WGHC

Clayton, Georgia; United States;
- Frequency: 1400 kHz
- Branding: Rabun County Radio 1400

Programming
- Format: News/talk weekdays and adult standards weeknights and weekends

Ownership
- Owner: Georgia-Carolina Radiocasting; (Tugart Properties, LLC);
- Sister stations: WRBN

History
- First air date: 2009
- Last air date: 2013
- Former call signs: WNGA (2008–2009)

Technical information
- Facility ID: 160276
- Class: C
- Power: 1,000 watts (day); 1,000 watts (night);
- Transmitter coordinates: 34°51′41.3″N 83°24′24.6″W﻿ / ﻿34.861472°N 83.406833°W

= WGHC (1400 AM) =

WGHC (1400 AM, Rabun County Radio 1400) was a radio station licensed to serve Clayton, Georgia, United States. The station was owned by Georgia-Carolina Radiocasting and the broadcast license was held by Tugart Properties, LLC.

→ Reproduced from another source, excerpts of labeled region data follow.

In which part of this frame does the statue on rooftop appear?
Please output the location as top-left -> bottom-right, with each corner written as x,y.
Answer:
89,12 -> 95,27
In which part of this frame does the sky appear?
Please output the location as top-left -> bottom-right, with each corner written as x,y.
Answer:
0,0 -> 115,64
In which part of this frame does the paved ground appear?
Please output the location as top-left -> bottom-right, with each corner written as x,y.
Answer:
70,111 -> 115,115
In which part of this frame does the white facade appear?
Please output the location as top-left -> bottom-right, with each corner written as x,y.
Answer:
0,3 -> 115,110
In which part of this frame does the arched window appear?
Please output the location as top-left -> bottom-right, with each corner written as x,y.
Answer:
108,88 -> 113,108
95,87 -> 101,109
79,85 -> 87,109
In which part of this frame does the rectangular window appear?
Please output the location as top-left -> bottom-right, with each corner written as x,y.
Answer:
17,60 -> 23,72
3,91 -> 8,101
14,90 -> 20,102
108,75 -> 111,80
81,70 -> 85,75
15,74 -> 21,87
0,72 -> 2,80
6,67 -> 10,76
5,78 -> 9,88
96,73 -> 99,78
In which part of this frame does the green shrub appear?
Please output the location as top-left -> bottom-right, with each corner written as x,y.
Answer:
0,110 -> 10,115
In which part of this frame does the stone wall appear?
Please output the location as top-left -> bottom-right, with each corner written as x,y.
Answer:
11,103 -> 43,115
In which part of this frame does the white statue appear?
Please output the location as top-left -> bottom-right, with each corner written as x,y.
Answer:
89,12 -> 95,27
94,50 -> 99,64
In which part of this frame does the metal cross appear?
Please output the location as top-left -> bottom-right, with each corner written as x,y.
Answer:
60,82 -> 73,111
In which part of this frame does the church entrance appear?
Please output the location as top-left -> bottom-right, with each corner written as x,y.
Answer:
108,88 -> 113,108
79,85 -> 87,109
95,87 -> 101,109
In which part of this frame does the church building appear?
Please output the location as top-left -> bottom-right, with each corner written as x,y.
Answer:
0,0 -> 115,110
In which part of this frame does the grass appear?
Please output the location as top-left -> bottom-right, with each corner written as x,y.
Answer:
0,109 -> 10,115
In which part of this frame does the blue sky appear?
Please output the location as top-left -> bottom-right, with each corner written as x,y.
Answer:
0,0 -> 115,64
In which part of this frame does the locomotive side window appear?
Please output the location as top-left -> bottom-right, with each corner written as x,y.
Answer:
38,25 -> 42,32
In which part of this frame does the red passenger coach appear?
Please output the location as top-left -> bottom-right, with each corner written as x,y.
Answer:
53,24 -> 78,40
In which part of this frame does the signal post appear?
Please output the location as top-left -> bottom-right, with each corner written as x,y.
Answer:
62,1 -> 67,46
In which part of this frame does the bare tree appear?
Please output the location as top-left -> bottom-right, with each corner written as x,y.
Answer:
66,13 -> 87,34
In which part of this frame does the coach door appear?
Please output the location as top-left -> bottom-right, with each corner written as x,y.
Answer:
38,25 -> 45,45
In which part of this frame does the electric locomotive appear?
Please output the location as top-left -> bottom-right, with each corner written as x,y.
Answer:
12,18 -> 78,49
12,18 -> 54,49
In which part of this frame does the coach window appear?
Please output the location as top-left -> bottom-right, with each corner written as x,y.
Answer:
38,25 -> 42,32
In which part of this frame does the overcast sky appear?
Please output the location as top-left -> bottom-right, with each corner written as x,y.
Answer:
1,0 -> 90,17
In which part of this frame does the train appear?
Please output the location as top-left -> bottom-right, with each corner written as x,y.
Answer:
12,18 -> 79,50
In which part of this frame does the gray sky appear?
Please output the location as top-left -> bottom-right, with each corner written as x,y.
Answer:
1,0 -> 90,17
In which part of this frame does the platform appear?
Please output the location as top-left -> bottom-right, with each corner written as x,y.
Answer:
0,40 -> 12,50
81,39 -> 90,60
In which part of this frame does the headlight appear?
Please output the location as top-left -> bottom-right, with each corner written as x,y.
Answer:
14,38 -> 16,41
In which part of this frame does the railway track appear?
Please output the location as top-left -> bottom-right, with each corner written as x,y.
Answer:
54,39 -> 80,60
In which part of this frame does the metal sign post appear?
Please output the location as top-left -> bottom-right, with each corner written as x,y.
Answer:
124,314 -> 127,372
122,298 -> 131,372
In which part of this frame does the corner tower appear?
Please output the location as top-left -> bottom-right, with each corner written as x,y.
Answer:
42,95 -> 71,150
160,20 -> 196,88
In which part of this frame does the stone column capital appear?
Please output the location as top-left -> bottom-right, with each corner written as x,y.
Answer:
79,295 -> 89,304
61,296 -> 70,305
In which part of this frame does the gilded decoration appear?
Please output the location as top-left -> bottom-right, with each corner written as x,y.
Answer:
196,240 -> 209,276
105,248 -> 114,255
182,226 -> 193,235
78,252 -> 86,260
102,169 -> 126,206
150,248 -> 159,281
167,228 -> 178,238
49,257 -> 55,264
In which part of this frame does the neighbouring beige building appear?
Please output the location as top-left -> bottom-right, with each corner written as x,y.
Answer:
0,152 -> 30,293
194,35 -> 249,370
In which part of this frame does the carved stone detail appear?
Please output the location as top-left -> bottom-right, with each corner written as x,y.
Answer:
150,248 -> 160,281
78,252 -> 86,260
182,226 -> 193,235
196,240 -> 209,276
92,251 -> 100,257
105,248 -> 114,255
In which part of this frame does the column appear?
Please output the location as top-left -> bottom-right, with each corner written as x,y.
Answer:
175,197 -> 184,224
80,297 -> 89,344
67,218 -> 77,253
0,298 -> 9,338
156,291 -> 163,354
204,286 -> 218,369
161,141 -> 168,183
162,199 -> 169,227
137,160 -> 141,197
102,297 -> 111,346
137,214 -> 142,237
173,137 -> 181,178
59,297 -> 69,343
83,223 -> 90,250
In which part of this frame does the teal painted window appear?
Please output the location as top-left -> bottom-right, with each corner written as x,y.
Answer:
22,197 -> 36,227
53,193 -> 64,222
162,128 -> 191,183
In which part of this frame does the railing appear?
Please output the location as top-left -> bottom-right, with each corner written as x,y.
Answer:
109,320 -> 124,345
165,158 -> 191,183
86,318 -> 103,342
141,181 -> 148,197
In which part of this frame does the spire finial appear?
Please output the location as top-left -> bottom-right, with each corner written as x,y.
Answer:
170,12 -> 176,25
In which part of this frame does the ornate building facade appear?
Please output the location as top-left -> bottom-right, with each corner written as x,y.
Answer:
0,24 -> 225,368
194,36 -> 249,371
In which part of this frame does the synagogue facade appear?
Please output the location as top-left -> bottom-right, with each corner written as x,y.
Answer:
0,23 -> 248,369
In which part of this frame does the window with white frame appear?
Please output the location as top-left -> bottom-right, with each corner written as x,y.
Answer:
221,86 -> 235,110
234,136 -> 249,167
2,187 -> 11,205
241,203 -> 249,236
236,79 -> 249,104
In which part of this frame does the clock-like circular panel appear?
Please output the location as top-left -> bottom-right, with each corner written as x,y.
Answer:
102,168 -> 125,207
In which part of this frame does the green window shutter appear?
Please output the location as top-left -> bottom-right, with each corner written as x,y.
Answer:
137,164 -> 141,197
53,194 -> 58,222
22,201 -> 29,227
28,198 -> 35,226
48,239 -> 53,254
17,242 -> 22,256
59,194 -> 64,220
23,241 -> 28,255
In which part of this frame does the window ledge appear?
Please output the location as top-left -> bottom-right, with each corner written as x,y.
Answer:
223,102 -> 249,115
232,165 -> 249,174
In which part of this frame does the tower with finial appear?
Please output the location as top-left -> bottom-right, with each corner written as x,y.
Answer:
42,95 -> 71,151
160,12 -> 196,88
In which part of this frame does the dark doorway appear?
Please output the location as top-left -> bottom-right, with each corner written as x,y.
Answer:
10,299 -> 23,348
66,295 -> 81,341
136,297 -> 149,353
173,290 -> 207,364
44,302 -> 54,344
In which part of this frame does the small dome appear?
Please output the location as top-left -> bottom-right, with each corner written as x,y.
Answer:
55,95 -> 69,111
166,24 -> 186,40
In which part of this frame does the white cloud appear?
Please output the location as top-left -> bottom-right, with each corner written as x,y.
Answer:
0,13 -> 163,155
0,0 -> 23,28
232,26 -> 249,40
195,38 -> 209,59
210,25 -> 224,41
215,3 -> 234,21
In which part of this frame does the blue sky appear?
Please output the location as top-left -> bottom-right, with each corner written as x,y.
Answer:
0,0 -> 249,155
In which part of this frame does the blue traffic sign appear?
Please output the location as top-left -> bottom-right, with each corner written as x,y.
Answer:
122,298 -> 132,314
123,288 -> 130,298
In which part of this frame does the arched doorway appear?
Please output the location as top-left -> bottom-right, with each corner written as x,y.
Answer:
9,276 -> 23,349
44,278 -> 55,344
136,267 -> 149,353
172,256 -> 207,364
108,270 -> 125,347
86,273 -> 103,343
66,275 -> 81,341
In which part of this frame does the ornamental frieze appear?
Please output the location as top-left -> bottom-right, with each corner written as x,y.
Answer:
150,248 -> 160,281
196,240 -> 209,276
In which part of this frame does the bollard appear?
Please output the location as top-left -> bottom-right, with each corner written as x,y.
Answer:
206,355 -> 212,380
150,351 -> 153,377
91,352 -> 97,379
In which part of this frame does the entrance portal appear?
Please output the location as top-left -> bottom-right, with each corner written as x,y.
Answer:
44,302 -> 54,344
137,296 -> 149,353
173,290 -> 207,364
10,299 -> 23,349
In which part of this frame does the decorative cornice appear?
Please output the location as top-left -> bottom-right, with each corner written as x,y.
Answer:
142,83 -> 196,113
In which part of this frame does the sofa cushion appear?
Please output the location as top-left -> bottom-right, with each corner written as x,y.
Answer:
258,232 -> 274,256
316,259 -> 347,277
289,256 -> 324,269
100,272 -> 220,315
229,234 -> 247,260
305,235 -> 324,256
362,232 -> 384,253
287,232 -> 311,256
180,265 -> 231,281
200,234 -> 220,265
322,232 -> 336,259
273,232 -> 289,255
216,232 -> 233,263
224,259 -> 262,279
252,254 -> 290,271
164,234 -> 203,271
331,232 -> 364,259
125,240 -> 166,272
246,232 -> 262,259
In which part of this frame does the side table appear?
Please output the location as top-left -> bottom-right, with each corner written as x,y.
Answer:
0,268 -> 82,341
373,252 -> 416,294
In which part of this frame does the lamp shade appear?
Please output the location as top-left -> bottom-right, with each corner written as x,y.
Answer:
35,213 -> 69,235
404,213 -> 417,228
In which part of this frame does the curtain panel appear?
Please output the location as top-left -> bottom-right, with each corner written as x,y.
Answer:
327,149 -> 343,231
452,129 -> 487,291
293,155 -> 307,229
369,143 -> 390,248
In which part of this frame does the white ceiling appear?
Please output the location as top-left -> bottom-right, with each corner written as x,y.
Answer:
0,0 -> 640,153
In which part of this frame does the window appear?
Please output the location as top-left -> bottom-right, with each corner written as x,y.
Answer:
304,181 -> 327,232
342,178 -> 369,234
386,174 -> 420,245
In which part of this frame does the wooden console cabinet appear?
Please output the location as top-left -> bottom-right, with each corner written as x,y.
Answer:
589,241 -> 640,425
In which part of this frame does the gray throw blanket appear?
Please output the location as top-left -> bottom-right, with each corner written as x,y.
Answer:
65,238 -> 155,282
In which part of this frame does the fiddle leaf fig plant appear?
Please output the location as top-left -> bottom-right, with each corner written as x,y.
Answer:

WGHC broadcast a full-service news/talk radio format on weekday mornings and afternoons. Weekday evenings and on weekends, WGHC broadcasts an adult standards music format.

==History==
This station received its original construction permit for a new station broadcasting at 1400 kHz from the Federal Communications Commission on June 18, 2008. The new station was assigned the call sign WNGA by the FCC on July 22, 2008.

After the former WGHC at 1370 kHz moved to North Carolina and became WTCG, this station's call sign was changed to WGHC on May 26, 2009. WGHC received its license to cover from the FCC on June 9, 2009.

Tugart Properties surrendered the station's license to the FCC on April 17, 2014, as the station had been silent for more than a year due to the loss of its transmitter. The license was cancelled and the WGHC call sign deleted from the FCC database on May 1, 2014.